The Psychological Toll of Hypervigilance


For some people, the days and weeks since the new presidential administration took office have seemed to be one piece of bad news after the other. Some of us have our legislator’s office on speed dial, calling endlessly to protest attacks on healthcare, civil rights, immigration, climate protections, trade partnerships, foreign interference, and other issues that affect us and those we care about. It gets to the point where you don’t even want to turn on the television news or open the Twitter app on your phone anymore. What bad thing can happen next?

Walking around with a sick feeling in the pit of your stomach, wondering what’s going to happen next, is an all too real feeling for those who have experienced domestic violence. There’s even a name for it: hypervigilance. Brainworks Neurotherapy, an organization in the UK, explains how hypervigilance stems from experiencing trauma: “In fear for its life, the body goes into defensive mode, producing chemical messengers to activate the nervous system to flee or fight. While this response may have helped us survive at the time, they do not serve when the danger has passed. Post Traumatic Stress Disorder occurs when the mind gets locked into ‘battle stations’. Reactions become hard-wired – brainwave activity gets stuck. Reactive emotions of anger, fear or panic can dominate, and that’s where the trouble starts.”

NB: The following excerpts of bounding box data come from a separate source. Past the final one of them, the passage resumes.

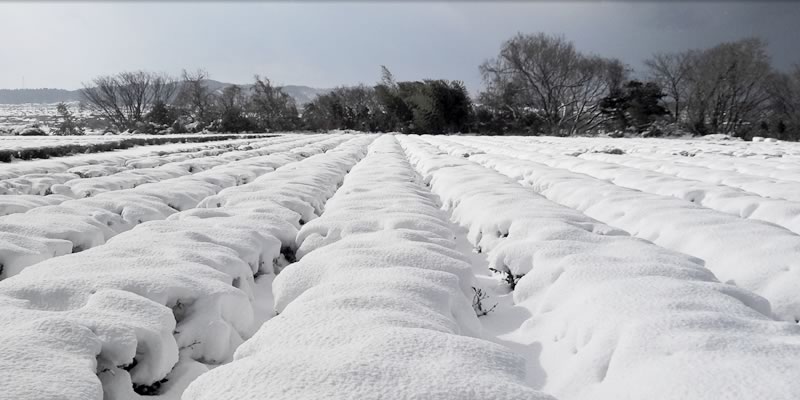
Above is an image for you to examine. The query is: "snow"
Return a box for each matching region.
[401,138,800,399]
[424,134,800,321]
[183,136,550,400]
[0,135,374,400]
[0,132,800,400]
[0,136,346,277]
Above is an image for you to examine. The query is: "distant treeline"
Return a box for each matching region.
[75,33,800,140]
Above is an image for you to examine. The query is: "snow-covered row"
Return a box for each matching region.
[526,135,800,163]
[0,136,322,216]
[0,135,347,278]
[0,134,278,163]
[0,135,300,195]
[580,153,800,205]
[454,139,800,238]
[428,138,800,321]
[532,137,800,182]
[401,137,800,400]
[0,136,372,400]
[183,136,550,400]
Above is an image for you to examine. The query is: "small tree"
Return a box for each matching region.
[81,71,176,131]
[56,103,84,136]
[176,69,217,129]
[250,75,300,131]
[600,80,668,132]
[218,85,255,132]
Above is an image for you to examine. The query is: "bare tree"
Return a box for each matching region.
[480,33,624,135]
[177,69,216,126]
[688,39,774,134]
[81,71,175,131]
[251,75,299,131]
[644,51,695,122]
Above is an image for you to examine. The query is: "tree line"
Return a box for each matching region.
[82,33,800,140]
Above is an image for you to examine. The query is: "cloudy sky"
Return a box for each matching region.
[0,0,800,91]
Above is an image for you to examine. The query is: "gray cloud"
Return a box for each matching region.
[0,1,800,91]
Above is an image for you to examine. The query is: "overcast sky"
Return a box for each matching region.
[0,0,800,92]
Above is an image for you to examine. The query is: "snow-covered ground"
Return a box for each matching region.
[0,132,800,400]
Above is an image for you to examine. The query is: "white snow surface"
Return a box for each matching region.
[432,138,800,322]
[0,135,347,279]
[0,135,373,400]
[0,132,800,400]
[401,138,800,399]
[183,136,550,400]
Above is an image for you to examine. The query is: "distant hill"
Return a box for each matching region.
[0,80,331,105]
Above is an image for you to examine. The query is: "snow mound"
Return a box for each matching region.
[183,136,550,400]
[401,137,800,400]
[0,136,373,400]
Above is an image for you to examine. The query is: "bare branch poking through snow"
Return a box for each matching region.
[472,286,497,317]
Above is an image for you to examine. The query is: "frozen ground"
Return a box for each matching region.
[0,133,800,400]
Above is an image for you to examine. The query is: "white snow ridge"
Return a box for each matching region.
[0,131,800,400]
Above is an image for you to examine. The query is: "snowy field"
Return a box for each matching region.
[0,133,800,400]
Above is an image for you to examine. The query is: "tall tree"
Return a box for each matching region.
[81,71,175,131]
[480,33,622,135]
[251,75,299,131]
[644,51,695,122]
[177,69,217,127]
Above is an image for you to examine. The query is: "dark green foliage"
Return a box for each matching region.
[145,101,178,126]
[303,67,472,134]
[600,80,668,132]
[55,103,83,136]
[250,76,300,132]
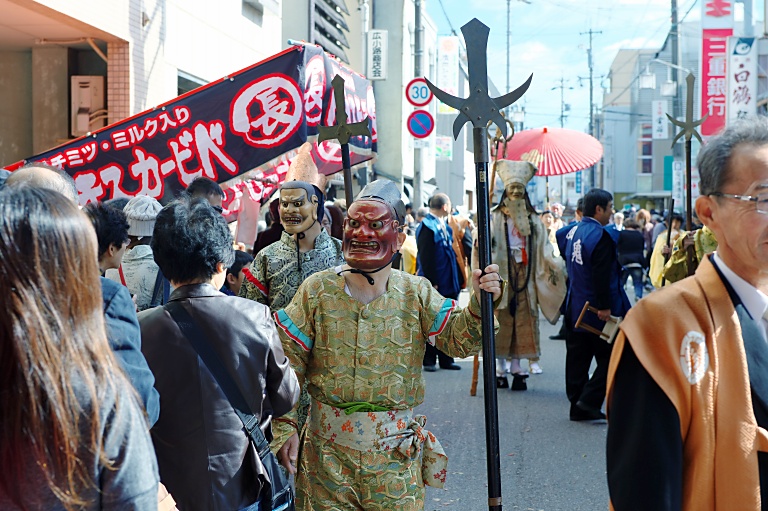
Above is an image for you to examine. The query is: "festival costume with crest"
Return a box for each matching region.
[565,216,632,414]
[472,160,566,376]
[275,182,498,511]
[240,144,344,452]
[607,256,768,511]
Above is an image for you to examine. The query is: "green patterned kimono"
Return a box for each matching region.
[240,230,344,453]
[275,268,492,511]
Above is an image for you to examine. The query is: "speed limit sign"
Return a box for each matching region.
[405,78,432,106]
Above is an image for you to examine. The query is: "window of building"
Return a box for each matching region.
[241,0,264,26]
[637,123,653,174]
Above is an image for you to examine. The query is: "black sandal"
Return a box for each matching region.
[512,373,529,390]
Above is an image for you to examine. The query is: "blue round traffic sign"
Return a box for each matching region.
[406,110,435,138]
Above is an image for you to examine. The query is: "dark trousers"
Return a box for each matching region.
[424,343,453,367]
[621,268,643,300]
[565,329,613,410]
[422,293,459,367]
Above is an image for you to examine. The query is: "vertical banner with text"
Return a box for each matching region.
[651,99,669,140]
[367,29,389,80]
[700,0,734,136]
[728,37,757,124]
[437,36,459,114]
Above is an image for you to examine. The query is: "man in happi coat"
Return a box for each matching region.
[275,180,503,511]
[240,144,344,451]
[472,160,566,390]
[606,117,768,511]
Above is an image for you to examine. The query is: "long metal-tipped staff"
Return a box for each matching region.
[667,73,709,275]
[469,120,515,396]
[667,74,707,231]
[427,18,533,511]
[317,75,371,207]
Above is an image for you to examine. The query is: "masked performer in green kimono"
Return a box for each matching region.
[275,180,503,511]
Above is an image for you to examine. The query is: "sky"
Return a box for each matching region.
[426,0,763,131]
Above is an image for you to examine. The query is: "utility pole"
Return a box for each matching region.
[504,0,512,119]
[552,75,573,128]
[669,0,681,160]
[411,0,424,211]
[580,28,603,188]
[552,75,573,206]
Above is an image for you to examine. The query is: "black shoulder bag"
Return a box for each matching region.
[165,302,295,511]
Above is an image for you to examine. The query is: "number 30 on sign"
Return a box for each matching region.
[405,78,432,106]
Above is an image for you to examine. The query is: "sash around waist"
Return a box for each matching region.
[307,400,448,488]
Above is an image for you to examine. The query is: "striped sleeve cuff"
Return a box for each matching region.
[275,309,314,351]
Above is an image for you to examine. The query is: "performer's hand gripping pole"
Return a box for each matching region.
[317,75,371,208]
[427,19,533,511]
[472,126,501,510]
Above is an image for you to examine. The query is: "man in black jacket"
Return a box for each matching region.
[416,193,461,372]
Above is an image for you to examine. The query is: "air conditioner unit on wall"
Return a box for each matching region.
[70,76,107,137]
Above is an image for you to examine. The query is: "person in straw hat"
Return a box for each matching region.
[472,160,566,390]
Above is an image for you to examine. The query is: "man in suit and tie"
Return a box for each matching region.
[607,118,768,511]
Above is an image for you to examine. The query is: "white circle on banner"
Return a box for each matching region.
[680,330,709,385]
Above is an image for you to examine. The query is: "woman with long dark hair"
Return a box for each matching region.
[0,187,158,510]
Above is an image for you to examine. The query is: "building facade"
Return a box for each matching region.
[0,0,283,165]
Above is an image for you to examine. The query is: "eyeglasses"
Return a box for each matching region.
[709,192,768,214]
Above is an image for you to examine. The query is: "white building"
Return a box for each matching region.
[0,0,283,165]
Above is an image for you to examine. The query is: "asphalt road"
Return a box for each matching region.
[417,293,608,511]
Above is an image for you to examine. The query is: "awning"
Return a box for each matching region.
[403,182,437,209]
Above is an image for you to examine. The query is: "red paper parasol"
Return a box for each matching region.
[505,128,603,177]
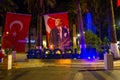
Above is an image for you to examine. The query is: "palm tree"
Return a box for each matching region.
[107,0,120,58]
[25,0,56,48]
[0,0,18,31]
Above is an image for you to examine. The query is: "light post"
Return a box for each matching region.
[107,0,120,58]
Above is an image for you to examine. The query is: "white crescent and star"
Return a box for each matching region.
[10,20,23,36]
[10,20,23,31]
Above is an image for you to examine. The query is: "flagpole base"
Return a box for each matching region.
[110,43,120,58]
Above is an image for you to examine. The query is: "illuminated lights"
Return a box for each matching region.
[6,31,9,34]
[88,57,91,59]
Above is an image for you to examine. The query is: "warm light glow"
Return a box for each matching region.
[57,59,72,64]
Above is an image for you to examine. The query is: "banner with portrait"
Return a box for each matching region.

REACH’s Advocates see this in the survivors we work with every day. Our Clinical Supervisor says that trauma survivors dealing with hypervigilance notice the most minute changes in their environment. One client she saw in the clinic where she used to work could recognize every clinician that worked there by the way they sounded walking down the hall. They often have what seem like extreme reactions to loud noises like a plate being dropped or a door slamming.

As with most trauma symptoms, hypervigilance is a way that our brains develop to protect us from very real danger. The problem isn’t in its existence; it becomes a problem when you can’t turn it off. It’s hard to be present in the moment and experience things like joy, peace, and happiness if you are constantly on guard for danger. It’s physically taxing – being in a heightened state of awareness and ready for the next bad thing to happen puts a strain on our nervous systems.

So what can be done? REACH Advocates start by helping survivors understand that what they are feeling is a normal response to the trauma they’ve experienced. We can help them process ways to evaluate their environment for safety so they can begin to ‘dial down’ their response. Again, hypervigilance is not always bad – it can serve us well to be on high alert walking down a deserted street or in a parking garage, for example. By recognizing it and normalizing it, survivors can manage responses to their environment in an appropriate way. Most of all, we try to make REACH itself an environment where people feel safe and supported, and where their trauma symptoms can begin to subside, and they can begin to open up and talk about their feelings and responses.

For all of us, self-care remains important. Survivors and staff alike at REACH come to know the importance of things like breathing exercises, mindfulness, monitoring our consumption of media, being outside in nature, and other ways to pause and take care of ourselves.